Kekayaan dan Korupsi
Selama masa pemerintahannya, Marcos dan istrinya, Imelda Marcos, dikenal dengan gaya hidup mewah dan koleksi barang-barang pribadi yang berlebihan. Sebuah investigasi yang dilakukan setelah ia digulingkan mengungkapkan bahwa ia telah mengalihkan sebagian besar kekayaan negara ke rekening pribadinya, diperkirakan mencapai 5 hingga 10 miliar dolar AS. Korupsi besar-besaran yang dilakukan oleh Marcos dan keluarganya mengarah pada klaim bahwa sebagian besar dana pembangunan negara digunakan untuk memperkaya diri mereka sendiri.
Pelanggaran Hak Asasi Manusia
Di bawah pemerintahan Marcos, terjadi banyak pelanggaran hak asasi manusia. Ribuan orang dilaporkan menjadi korban penyiksaan, pembunuhan, dan penghilangan paksa oleh pemerintahannya. Para aktivis, oposisi politik, dan pemimpin gereja yang kritis terhadap kebijakan Marcos menjadi sasaran kekerasan. Pelanggaran ini menjadi sorotan internasional dan menjadi salah satu alasan terbesar jatuhnya kekuasaan Marcos.
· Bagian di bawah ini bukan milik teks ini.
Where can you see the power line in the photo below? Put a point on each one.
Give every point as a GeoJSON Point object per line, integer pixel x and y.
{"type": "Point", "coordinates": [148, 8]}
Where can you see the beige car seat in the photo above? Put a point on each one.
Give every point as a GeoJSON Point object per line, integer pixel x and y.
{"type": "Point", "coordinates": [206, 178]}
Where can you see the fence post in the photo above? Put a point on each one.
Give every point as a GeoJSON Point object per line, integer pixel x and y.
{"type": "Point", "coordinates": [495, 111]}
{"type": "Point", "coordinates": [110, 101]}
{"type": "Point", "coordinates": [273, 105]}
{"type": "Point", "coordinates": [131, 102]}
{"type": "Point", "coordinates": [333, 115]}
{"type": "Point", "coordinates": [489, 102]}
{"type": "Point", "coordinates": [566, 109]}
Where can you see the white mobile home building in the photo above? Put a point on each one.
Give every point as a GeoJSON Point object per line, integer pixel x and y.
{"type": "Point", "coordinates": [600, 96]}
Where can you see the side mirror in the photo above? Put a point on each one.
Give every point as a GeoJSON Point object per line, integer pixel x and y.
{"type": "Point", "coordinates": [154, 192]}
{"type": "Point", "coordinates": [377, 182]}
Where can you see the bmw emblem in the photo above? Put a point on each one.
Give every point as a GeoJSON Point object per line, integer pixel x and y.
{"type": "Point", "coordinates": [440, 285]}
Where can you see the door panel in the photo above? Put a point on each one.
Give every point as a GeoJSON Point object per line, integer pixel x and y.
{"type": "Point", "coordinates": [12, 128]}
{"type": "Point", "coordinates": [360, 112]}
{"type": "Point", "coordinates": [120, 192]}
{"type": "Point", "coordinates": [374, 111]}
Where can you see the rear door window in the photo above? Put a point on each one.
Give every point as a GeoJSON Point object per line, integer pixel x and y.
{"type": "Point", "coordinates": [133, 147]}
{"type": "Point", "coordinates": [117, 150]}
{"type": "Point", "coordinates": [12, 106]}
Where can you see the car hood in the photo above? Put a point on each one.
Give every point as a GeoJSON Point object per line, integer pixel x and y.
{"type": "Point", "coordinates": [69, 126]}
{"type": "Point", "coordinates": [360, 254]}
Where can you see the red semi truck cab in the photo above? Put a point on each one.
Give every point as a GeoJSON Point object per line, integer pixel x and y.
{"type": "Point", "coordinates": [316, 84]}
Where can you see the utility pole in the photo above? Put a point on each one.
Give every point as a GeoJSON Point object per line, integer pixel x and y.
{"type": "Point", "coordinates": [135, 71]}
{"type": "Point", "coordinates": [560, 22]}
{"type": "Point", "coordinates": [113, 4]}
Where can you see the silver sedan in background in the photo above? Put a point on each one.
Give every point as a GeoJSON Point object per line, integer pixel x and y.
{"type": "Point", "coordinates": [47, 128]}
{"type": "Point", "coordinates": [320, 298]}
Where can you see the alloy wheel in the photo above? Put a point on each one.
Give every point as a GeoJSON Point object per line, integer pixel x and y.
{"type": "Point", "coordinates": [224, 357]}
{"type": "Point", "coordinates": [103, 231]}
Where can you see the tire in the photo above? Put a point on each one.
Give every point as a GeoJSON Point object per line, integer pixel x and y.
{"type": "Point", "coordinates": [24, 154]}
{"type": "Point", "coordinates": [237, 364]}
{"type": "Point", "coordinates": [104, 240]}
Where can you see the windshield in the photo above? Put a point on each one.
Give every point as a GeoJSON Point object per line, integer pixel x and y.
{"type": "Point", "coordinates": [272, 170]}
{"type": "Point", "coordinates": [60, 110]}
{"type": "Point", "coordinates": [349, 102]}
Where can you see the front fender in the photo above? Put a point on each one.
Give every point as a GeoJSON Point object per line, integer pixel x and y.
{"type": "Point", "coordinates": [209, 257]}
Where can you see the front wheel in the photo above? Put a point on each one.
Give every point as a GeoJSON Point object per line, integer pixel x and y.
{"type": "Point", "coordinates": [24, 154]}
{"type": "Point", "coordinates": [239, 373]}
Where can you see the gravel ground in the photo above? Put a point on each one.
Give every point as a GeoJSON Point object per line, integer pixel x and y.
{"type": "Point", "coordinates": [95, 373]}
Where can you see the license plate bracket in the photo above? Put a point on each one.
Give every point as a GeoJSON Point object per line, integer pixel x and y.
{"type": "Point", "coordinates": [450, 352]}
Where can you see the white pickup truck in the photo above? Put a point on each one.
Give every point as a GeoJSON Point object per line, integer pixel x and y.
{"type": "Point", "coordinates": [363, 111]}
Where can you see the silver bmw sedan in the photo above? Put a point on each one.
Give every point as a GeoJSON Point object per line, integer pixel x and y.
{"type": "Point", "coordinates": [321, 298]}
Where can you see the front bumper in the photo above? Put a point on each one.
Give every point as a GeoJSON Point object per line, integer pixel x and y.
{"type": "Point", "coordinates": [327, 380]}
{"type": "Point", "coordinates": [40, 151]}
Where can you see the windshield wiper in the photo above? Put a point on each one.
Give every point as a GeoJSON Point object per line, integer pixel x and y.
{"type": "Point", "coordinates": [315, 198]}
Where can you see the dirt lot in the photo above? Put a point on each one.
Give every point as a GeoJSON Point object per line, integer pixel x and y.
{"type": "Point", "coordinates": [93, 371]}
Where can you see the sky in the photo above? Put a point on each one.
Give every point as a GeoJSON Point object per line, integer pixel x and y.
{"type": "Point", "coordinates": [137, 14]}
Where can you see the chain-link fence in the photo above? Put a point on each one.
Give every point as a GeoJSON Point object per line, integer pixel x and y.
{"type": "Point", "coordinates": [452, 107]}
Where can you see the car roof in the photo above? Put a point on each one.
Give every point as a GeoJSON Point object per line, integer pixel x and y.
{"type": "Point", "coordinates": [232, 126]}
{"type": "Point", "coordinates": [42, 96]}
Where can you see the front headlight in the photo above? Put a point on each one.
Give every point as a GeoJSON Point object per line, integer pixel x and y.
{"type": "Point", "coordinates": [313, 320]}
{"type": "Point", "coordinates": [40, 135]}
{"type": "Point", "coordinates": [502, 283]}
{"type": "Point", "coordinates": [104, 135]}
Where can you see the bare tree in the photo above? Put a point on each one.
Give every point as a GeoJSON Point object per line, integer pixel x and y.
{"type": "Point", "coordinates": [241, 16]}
Jatuhnya Pemerintahan Ferdinand Marcos
Pada tahun 1983, ketegangan politik semakin meningkat setelah pembunuhan Benigno Aquino Jr. , seorang tokoh oposisi terkenal yang kembali ke Filipina dari pengasingan. Pembunuhan ini memicu kemarahan besar di kalangan rakyat Filipina dan menyebabkan peningkatan perlawanan terhadap pemerintahan Marcos.
Revolusi EDSA
Pada tahun 1986, setelah pemilu yang dipenuhi kecurangan, masyarakat Filipina bangkit dan melawan secara besar-besaran melalui Revolusi EDSA. Revolusi ini adalah sebuah gerakan damai yang melibatkan jutaan orang yang berunjuk rasa menuntut pengunduran diri Marcos. Dengan adanya dukungan militer yang beralih mendukung oposisi, Ferdinand Marcos pada akhirnya meninggalkan Filipina bersama keluarganya pada 25 Februari 1986 dan pergi ke Hawaii, Amerika Serikat, di mana ia tinggal hingga meninggal dunia pada 28 September 1989.
Warisan dan Kontroversi
Ferdinand Marcos meninggalkan legasi yang dipenuhi dengan kontroversi. Di satu sisi, ia dikenal karena berbagai proyek pembangunan infrastruktur besar di Filipina, namun di sisi lain, masa pemerintahannya dianggap sebagai masa kelam bagi banyak rakyat Filipina, terutama karena pelanggaran hak asasi manusia dan korupsi yang terjadi sepanjang pemerintahannya.
Setelah kejatuhan Marcos, berbagai upaya dilakukan untuk mengadili ia dan keluarganya, namun banyak aset mereka yang sudah hilang. Nama Marcos tetap menjadi simbol dari sebuah rezim otoriter yang mengutamakan kepentingan pribadi di atas kepentingan rakyat.